Hi all, I am getting different embeddings for the same texts.
Using the following script:
import time
import numpy as np
import openai
openai.api_key = ...
model = 'text-embedding-ada-002'
def test():
def get_openai_embeddings(texts, model):
result = openai.Embedding.create(
model=model,
input=texts,
)
return result
texts = [
"The Lake Street Transfer station was a rapid transit station on the Chicago \"L\" that linked its Lake Street Elevated with the Logan Square branch of its Metropolitan West Side Elevated Railroad from 1913 to 1951.",
"The Lake Street and Metropolitan were both constructed in the 1890s by different companies. The two companies owning the lines, along with two others, unified their operations in the early 1910s; as part of the merger, the Lake Street's owner had to close its nearby station on Wood Street and build a new one to form a transfer with the Metropolitan.",
"This transfer station had a double-decked construction (depicted), with the Metropolitan's infrastructure crossing over the Lake Street. This arrangement continued until the Dearborn Street subway opened on February 25, 1951, replacing the Logan Square branch in the area and leading to the station's closure. The site would eventually serve as the junction of the modern Pink Line to the Green Line.",
]
for text in texts:
print(text)
a = get_openai_embeddings(texts=text, model=model)
b = get_openai_embeddings(texts=text, model=model)
a_e = np.array(a['data'][0]['embedding'])
b_e = np.array(b['data'][0]['embedding'])
print('Rounded vectors to 5 decimals equal', a_e.round(5) == b_e.round(5))
print('Max elementwise ratio', (a_e / b_e).max())
print('Min elementwise ratio', (a_e / b_e).min())
print('normalized norm', ((a_e - b_e)**2).sum()**0.5 / (a_e**2).sum()**0.5)
print()
time.sleep(1)
if __name__ == '__main__':
test()
If I run it a few times I get:
The Lake Street Transfer station was a rapid transit station on the Chicago "L" that linked its Lake Street Elevated with the Logan Square branch of its Metropolitan West Side Elevated Railroad from 1913 to 1951.
Rounded vectors to 5 decimals equal [False False True ... False False False]

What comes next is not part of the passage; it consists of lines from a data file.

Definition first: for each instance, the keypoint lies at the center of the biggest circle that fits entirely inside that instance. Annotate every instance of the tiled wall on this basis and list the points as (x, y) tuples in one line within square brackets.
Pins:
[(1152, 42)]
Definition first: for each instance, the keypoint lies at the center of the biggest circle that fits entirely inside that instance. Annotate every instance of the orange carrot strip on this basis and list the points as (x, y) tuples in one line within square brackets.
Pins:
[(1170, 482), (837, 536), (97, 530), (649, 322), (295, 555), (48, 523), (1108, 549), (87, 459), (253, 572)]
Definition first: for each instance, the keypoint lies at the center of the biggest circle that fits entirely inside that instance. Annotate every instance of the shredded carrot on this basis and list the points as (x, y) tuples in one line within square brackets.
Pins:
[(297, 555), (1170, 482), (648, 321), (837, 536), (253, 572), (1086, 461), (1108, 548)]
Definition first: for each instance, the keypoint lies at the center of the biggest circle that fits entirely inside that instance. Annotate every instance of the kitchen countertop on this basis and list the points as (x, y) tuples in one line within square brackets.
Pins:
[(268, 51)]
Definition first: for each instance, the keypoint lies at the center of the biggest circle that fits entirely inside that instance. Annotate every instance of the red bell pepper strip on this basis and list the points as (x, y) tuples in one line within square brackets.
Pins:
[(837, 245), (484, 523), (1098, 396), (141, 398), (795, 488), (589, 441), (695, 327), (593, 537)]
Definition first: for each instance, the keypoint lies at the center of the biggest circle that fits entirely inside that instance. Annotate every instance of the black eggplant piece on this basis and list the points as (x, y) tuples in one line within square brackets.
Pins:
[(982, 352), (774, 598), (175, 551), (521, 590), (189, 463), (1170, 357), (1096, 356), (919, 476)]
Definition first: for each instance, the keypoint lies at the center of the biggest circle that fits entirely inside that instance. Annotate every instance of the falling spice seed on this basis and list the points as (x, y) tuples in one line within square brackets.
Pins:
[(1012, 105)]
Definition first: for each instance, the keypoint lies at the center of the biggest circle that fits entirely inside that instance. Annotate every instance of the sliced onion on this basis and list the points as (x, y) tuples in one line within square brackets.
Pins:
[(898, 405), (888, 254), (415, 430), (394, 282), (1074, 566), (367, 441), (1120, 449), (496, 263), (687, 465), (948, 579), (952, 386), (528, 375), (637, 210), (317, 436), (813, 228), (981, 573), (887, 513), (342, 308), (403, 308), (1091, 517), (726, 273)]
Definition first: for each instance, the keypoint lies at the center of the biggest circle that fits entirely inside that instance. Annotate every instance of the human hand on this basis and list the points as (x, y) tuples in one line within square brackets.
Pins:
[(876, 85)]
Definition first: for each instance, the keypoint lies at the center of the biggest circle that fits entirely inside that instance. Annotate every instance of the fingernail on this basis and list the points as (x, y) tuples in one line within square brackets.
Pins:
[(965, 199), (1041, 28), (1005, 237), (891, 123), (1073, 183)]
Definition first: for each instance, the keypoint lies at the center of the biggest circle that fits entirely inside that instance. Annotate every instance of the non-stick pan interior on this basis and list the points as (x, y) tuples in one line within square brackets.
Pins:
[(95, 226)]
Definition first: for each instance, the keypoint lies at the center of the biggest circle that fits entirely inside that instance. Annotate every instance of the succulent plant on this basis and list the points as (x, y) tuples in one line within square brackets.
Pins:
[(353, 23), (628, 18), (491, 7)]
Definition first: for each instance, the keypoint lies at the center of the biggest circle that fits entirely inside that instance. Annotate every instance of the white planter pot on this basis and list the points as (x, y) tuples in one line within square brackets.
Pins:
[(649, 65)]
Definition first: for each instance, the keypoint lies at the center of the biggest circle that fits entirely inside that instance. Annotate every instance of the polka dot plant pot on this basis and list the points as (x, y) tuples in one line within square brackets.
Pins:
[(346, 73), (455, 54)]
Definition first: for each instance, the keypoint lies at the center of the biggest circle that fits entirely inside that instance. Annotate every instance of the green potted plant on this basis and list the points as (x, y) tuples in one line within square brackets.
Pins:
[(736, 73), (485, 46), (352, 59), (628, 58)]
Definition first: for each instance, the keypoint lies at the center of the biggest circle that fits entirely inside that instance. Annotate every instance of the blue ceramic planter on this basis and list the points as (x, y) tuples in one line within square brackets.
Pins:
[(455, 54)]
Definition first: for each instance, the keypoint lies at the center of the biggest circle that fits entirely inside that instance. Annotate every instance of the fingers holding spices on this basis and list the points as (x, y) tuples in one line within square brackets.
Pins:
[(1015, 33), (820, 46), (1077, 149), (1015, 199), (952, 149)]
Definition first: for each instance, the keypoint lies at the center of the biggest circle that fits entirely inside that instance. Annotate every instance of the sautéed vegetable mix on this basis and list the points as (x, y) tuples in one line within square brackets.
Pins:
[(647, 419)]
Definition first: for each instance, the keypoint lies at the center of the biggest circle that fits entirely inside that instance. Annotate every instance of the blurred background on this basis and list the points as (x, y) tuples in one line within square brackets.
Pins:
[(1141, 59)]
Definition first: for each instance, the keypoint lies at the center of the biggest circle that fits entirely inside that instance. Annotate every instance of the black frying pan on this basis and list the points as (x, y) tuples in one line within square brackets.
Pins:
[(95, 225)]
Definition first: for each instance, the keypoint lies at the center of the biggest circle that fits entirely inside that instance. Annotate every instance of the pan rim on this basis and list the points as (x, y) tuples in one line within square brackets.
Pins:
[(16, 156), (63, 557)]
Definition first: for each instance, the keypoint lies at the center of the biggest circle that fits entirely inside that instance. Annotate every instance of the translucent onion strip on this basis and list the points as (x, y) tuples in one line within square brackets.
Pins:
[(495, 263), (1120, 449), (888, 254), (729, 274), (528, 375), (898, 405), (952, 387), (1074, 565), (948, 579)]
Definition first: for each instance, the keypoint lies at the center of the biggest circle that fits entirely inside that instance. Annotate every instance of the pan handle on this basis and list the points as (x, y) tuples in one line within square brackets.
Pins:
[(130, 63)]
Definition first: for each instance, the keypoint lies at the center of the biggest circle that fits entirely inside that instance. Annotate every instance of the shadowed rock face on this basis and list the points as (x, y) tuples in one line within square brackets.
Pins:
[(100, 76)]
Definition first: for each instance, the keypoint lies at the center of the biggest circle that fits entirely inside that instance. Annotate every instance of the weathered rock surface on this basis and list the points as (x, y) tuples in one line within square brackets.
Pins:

Max elementwise ratio 2.9404772399566323
Min elementwise ratio -7.386667323598624
normalized norm 0.0020847767758131125
The Lake Street and Metropolitan were both constructed in the 1890s by different companies. The two companies owning the lines, along with two others, unified their operations in the early 1910s; as part of the merger, the Lake Street's owner had to close its nearby station on Wood Street and build a new one to form a transfer with the Metropolitan.
Rounded vectors to 5 decimals equal [ True True True ... True True True]
Max elementwise ratio 1.0
Min elementwise ratio 1.0
normalized norm 0.0
This transfer station had a double-decked construction (depicted), with the Metropolitan's infrastructure crossing over the Lake Street. This arrangement continued until the Dearborn Street subway opened on February 25, 1951, replacing the Logan Square branch in the area and leading to the station's closure. The site would eventually serve as the junction of the modern Pink Line to the Green Line.
Rounded vectors to 5 decimals equal [False False False ... False False False]
Max elementwise ratio 5.401572035423635
Min elementwise ratio -13.42049661181725
normalized norm 0.004099269126226605
It seems the vectors returned can sometimes have very different results! I understand that a certain amount of stochasticity is possible, but it seems that some elements are very different.